There are many problems in geometry that are innately combinatorial or for which combinatorial techniques shed light on the problem.

Example 1.12.

In Figure 1.13, we show a family of \(4\) lines in the plane. Each pair of lines intersects and no point in the plane belongs to more than two lines. These lines determine \(11\) regions.

Figure 1.13. Lines and regions

Under these same restrictions, how many regions would a family of \(8947\) lines determine? Can different arrangements of lines determine different numbers of regions?

Example 1.14.

Mandy says she has found a set of \(882\) points in the plane that determine exactly \(752\) lines. Tobias disputes her claim. Who is right?

Example 1.15.

There are many different ways to draw a graph in the plane. Some drawings may have crossing edges while others don't. But sometimes, crossing edges must appear in any drawing. Consider the graph \(G\) shown in Figure 1.16.

Figure 1.16. A graph with crossing edges

Can you redraw \(G\) without crossing edges?

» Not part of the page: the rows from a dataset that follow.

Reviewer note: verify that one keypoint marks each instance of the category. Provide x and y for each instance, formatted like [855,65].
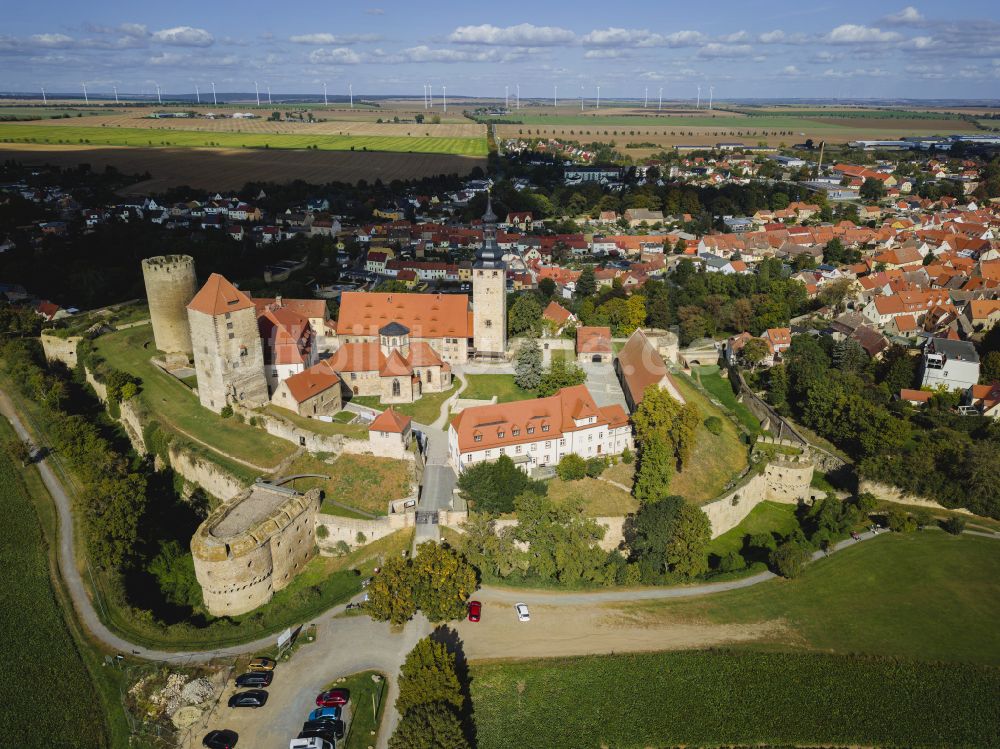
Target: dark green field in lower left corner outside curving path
[39,653]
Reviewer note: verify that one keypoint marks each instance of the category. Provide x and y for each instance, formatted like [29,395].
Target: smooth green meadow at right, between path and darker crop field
[922,595]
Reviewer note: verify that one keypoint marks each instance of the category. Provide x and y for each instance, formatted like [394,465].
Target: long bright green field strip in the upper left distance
[151,137]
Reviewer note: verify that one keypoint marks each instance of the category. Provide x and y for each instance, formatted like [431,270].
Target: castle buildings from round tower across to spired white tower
[394,346]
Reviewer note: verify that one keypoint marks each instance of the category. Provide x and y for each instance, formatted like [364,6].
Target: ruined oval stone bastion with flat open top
[252,546]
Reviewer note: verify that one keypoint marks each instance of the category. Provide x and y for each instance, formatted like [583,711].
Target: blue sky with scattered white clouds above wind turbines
[835,50]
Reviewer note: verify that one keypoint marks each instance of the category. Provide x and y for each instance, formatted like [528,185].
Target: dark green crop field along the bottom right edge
[729,698]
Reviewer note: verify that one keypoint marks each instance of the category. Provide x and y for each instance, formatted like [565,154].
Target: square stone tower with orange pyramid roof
[228,357]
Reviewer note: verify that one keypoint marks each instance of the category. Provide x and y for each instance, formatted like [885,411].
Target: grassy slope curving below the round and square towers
[172,404]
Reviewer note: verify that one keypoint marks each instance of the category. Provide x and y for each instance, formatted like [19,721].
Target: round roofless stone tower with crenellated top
[170,284]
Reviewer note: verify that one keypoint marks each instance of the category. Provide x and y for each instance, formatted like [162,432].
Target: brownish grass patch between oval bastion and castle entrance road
[364,482]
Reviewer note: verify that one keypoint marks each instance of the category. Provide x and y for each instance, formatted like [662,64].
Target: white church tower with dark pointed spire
[489,293]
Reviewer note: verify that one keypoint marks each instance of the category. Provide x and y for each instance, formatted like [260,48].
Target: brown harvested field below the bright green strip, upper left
[230,169]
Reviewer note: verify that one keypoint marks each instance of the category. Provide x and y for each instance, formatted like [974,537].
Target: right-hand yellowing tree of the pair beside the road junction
[443,581]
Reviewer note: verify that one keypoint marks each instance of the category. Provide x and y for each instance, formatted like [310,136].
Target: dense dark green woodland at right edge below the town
[836,390]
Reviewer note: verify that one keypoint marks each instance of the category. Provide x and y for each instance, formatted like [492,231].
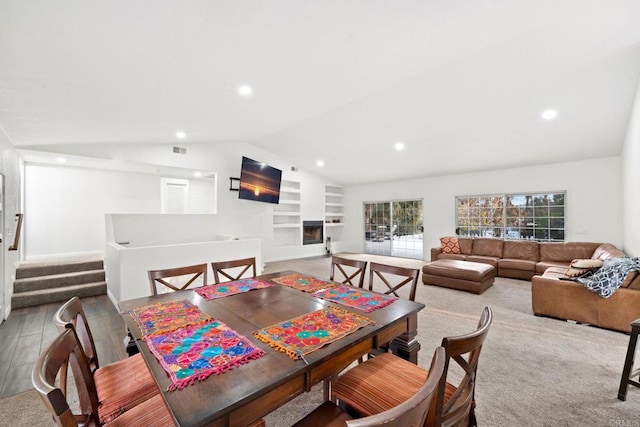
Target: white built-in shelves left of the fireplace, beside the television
[287,224]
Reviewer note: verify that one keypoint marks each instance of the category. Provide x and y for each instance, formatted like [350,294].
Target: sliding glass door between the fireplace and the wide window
[394,228]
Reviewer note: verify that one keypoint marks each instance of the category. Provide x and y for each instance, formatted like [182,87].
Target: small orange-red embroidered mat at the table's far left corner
[167,316]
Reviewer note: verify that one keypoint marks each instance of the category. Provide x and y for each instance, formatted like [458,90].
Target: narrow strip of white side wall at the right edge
[631,183]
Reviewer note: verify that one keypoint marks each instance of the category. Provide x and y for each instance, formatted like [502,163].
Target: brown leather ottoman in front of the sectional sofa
[475,277]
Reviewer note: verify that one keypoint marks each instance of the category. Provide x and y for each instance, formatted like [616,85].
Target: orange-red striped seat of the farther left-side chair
[123,385]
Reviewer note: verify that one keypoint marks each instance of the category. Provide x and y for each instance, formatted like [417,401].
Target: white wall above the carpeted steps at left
[65,206]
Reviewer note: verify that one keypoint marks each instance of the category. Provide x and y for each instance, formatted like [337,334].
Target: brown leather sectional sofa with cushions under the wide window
[545,264]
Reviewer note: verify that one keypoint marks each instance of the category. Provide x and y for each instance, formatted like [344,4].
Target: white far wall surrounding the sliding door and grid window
[593,187]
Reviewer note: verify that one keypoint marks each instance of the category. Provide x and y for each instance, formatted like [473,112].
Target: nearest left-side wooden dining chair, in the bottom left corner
[66,352]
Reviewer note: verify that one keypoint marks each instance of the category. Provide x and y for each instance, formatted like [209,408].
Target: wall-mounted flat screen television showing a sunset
[259,181]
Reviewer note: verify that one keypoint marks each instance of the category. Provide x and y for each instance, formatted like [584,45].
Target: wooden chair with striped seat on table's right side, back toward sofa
[382,382]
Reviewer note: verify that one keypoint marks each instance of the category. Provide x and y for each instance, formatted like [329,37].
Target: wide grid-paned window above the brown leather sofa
[538,217]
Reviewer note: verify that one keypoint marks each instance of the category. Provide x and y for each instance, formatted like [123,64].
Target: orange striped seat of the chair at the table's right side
[381,383]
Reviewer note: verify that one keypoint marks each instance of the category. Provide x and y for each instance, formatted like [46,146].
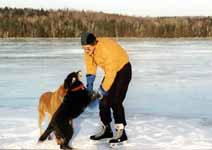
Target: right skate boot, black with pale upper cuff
[120,136]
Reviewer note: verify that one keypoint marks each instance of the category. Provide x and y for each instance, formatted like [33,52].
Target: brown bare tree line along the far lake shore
[28,22]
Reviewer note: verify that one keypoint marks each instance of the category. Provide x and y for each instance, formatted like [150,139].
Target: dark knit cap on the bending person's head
[88,38]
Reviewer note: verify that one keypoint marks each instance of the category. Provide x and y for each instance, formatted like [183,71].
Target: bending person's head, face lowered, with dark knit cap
[88,42]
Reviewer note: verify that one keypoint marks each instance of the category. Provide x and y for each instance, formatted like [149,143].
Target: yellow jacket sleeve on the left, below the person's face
[90,64]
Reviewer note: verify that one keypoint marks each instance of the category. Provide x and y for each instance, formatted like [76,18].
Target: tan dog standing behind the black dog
[49,102]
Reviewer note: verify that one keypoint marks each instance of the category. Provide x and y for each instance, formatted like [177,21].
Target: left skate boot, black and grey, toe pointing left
[105,132]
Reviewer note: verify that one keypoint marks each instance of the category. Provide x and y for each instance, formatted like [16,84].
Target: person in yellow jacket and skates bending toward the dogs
[112,58]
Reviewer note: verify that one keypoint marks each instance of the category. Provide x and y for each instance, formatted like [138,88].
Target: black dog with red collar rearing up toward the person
[74,103]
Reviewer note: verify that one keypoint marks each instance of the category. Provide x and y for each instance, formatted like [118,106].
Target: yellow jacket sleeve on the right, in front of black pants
[110,73]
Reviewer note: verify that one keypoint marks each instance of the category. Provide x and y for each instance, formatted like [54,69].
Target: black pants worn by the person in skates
[115,98]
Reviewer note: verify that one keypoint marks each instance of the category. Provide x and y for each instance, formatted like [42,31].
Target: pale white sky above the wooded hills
[125,7]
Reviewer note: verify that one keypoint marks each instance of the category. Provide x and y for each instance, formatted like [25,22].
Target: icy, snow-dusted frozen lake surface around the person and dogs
[168,105]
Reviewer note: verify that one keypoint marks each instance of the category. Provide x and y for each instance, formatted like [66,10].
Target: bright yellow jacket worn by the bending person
[110,56]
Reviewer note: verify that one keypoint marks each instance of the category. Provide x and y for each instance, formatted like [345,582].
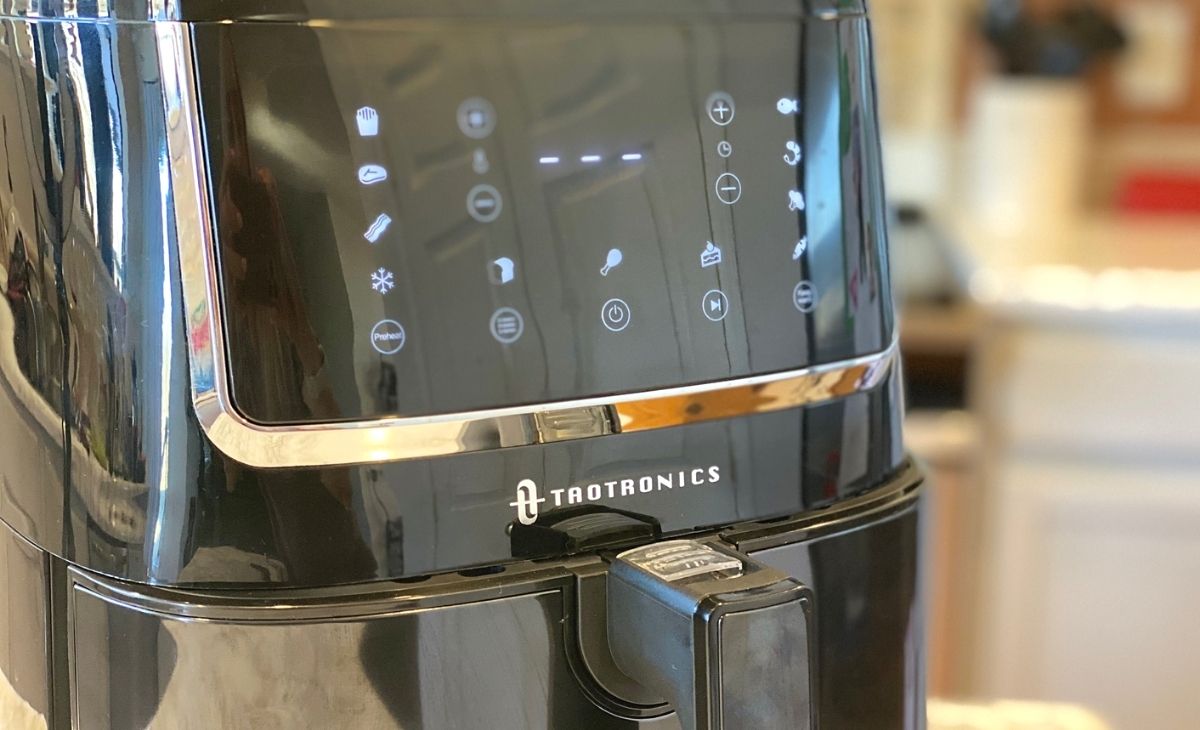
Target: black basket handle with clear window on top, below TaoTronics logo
[725,639]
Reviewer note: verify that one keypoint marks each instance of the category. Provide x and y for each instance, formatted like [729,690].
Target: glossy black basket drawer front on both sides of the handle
[467,653]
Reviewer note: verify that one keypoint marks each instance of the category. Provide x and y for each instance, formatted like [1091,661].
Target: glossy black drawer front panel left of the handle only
[485,665]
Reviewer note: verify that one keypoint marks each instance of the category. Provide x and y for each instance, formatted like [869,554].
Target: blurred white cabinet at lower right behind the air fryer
[1091,563]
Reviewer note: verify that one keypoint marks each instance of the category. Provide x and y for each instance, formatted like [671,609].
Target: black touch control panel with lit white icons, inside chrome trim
[425,219]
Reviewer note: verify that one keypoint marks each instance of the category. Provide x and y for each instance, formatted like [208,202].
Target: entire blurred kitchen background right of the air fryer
[1045,170]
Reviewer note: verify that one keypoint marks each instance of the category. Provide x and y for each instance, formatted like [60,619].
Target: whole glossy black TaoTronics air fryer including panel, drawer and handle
[449,364]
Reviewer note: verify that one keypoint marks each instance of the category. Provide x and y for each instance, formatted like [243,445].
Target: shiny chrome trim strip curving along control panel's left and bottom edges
[403,439]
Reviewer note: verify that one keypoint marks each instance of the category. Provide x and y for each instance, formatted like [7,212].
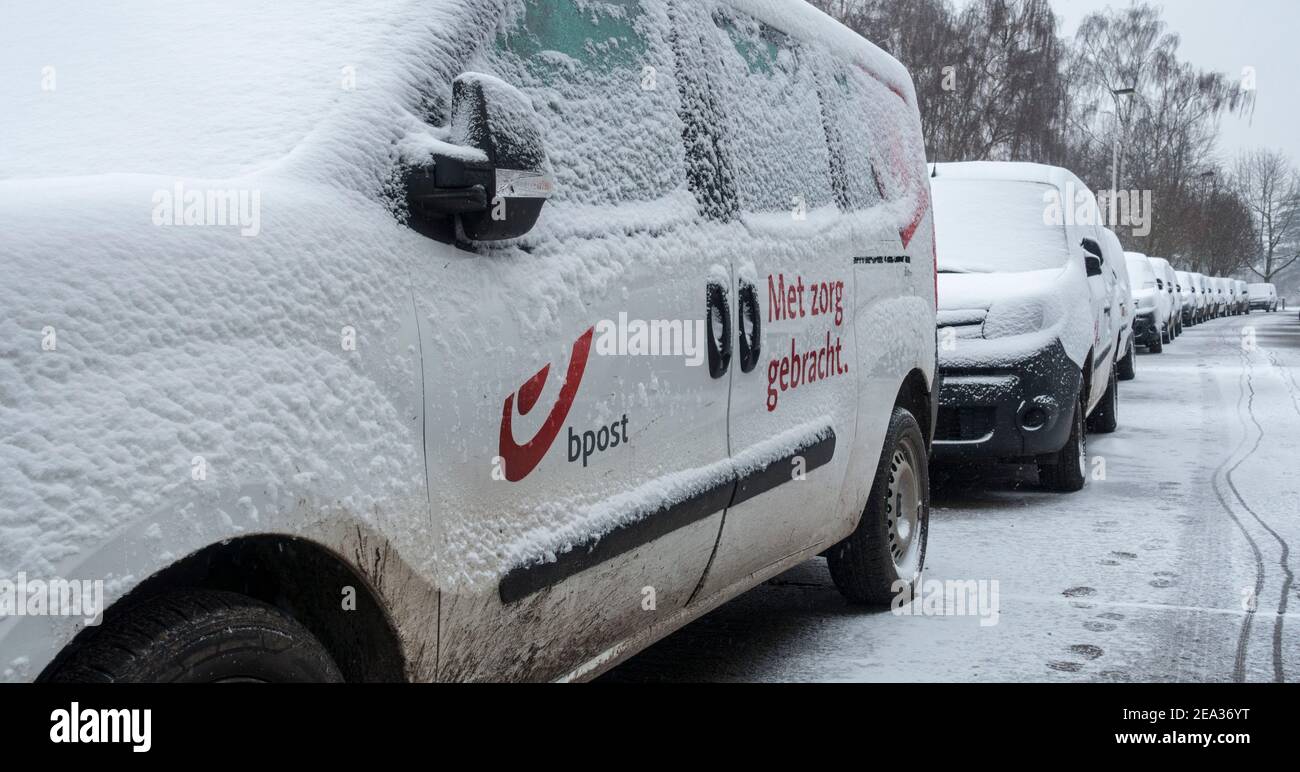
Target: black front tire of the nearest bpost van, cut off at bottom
[198,637]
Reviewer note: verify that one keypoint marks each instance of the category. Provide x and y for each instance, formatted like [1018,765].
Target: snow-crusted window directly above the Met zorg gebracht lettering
[781,157]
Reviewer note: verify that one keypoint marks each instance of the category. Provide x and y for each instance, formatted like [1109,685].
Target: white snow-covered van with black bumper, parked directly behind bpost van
[1026,353]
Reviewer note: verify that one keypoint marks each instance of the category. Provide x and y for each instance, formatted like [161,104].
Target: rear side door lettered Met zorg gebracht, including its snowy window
[794,402]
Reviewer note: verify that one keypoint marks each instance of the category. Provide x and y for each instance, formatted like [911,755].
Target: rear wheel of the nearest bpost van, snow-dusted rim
[887,553]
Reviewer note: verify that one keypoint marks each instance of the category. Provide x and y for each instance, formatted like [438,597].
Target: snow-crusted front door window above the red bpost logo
[603,80]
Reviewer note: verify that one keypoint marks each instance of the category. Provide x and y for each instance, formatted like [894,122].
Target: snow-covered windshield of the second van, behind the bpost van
[996,227]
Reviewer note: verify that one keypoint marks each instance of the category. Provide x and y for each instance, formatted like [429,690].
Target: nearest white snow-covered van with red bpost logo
[561,326]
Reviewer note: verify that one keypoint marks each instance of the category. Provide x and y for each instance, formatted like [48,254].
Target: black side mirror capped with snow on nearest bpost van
[499,188]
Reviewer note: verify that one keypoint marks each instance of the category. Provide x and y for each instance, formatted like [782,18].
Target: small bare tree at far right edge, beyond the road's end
[1271,187]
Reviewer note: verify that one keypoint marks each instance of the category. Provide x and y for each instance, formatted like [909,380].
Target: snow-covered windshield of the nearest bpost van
[188,89]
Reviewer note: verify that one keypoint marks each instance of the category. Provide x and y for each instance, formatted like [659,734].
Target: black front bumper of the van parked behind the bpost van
[1017,411]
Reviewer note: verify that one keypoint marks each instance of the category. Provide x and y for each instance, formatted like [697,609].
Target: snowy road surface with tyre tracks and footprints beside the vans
[1146,576]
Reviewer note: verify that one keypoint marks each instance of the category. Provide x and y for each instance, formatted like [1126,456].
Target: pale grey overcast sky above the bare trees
[1228,36]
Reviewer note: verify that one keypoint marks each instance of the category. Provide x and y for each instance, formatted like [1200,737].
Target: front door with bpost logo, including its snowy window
[578,410]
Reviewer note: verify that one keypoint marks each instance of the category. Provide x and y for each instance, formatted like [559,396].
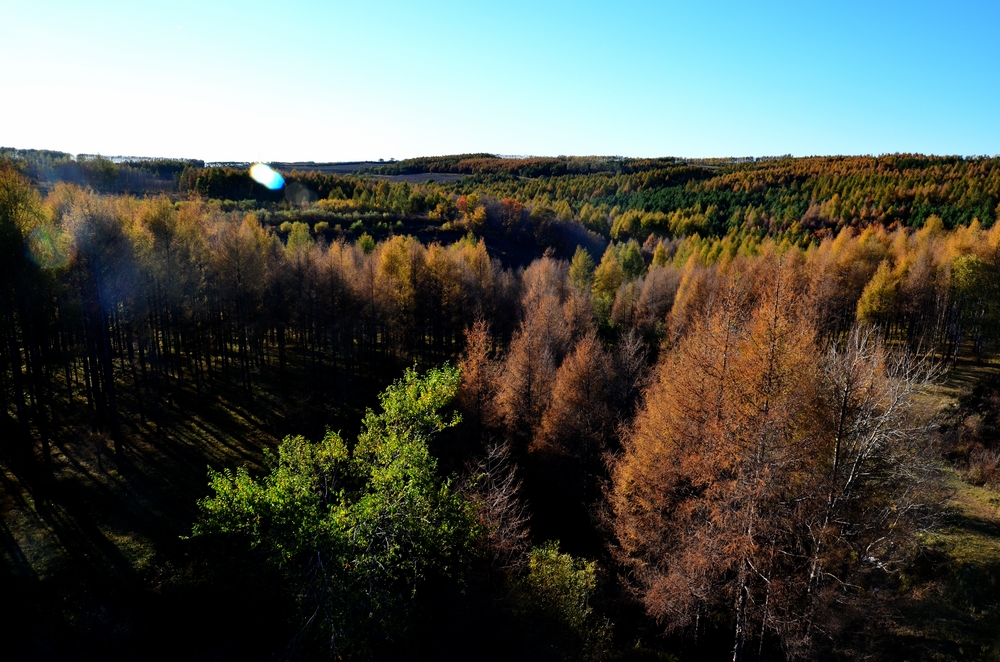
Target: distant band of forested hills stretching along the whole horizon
[615,197]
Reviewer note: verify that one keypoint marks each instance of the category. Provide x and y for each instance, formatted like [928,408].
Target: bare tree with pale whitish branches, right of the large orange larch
[877,485]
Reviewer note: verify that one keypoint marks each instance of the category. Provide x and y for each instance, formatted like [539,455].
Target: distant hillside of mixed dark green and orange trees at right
[812,195]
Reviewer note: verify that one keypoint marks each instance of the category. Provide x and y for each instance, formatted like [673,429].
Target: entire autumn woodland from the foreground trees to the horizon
[563,408]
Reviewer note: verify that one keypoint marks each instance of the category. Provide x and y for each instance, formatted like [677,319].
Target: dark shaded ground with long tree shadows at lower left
[95,559]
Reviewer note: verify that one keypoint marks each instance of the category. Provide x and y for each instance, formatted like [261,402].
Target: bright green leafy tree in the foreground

Suppose Sam and Deborah were given a homework problem asking whether a particular graph on \(2843952\) vertices and \(9748032\) edges could be drawn without edge crossings. Deborah just looked at the number of vertices and the number of edges and said that the answer is “no.” Sam questions how she can be so certain—without looking more closely at the structure of the graph. Is there a way for Deborah to justify her definitive response?